# Great Bradley Center moments thread!



## 36 Karat (Nov 10, 2005)

Originally wanted to title this "Great Bucks moments thread!", but for irony's sake, and for the fact that this was really, really awesome, I wanted to include this:






As a Bucks fan, pssh, can't even be mad watching that though. That's.. that's just... :whofarted

lol at the Cavs bench @ 3:44, they're like giddy schoolgirls

What are some of your favorite Bradley Center moments (that are listed on youtube)?


----------



## 36 Karat (Nov 10, 2005)

On a more positive note, featuring a younger Jesus Shuttlesworth and a hungry, hungry Allen Iverson. German announcing ftw.


----------



## 36 Karat (Nov 10, 2005)

Whoa gang! Slow down with all the activity, we don't want to crash the site!

Today we're going back to 2009, where a rookie Brandon Jennings lit up the BC for a monstrous 55 points! This is all the more impressive considering Jennings was scoreless in the 1st quarter, and exploded for 29 in the 3rd quarter!

Interestingly, this came against the Warriors, featuring future-Buck Monta Ellis.

Sound cuts out halfway through, along with towards the end; otherwise, a quality video.


----------



## 36 Karat (Nov 10, 2005)

Not necessarily a game, but still the Bradley Center!
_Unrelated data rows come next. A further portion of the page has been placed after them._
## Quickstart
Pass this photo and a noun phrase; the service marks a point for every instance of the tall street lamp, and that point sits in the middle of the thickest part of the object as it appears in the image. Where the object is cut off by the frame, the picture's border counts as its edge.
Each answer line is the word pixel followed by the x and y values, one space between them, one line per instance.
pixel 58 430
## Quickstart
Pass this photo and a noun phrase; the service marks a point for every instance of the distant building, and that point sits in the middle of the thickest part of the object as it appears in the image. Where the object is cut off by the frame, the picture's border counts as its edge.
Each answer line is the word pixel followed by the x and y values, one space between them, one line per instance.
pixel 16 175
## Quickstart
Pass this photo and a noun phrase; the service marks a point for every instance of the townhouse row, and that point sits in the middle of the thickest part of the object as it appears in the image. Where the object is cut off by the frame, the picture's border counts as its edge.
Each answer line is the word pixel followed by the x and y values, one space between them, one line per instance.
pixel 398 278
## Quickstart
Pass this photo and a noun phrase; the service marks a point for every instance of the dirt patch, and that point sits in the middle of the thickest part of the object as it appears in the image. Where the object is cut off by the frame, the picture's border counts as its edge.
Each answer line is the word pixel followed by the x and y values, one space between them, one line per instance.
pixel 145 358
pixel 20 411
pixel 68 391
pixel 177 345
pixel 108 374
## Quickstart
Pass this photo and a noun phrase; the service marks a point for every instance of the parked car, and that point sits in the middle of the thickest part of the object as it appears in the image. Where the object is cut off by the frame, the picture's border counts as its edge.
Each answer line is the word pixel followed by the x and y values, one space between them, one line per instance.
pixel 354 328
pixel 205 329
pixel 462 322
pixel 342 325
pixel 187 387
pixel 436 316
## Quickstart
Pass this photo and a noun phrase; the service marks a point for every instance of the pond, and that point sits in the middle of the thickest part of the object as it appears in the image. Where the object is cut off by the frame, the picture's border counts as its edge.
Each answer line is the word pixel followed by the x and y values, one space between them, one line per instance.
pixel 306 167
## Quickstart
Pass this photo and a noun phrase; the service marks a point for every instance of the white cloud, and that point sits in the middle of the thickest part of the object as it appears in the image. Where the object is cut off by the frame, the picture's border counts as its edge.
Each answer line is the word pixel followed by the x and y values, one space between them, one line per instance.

Here's Jon Brockman showing us how it's done!


----------



## Basel (Mar 31, 2005)




----------



## 36 Karat (Nov 10, 2005)

You sonuvabitch Basel.

But yes, even I can't deny.. that was a Great. Bradley Center. Moment.


----------



## 36 Karat (Nov 10, 2005)

Sticking with Basel's category of opposing players coming in and breaking Bucks fans' hearts, Derrick Rose just being Derrick Rose:


----------



## roux (Jun 20, 2006)

i was at all of these except the kobe winner (which the crowd reaction was one of the most embarassing moments of my bucks fan life).... the brandon jennings 55 point game was the single best thing i have ever seen in person in my life. It was just incredible watching him score 55 in 3 quarters, and the crowd was on fire that night...simply amazing


----------



## 36 Karat (Nov 10, 2005)

roux2dope said:


> i was at all of these except the kobe winner *(which the crowd reaction was one of the most embarassing moments of my bucks fan life)*.... the brandon jennings 55 point game was the single best thing i have ever seen in person in my life. It was just incredible watching him score 55 in 3 quarters, and the crowd was on fire that night...simply amazing


Yeah man, that crowd was a joke. But whenever the Kobe's or LeBron's roll in, it's inevitable, unfortunately.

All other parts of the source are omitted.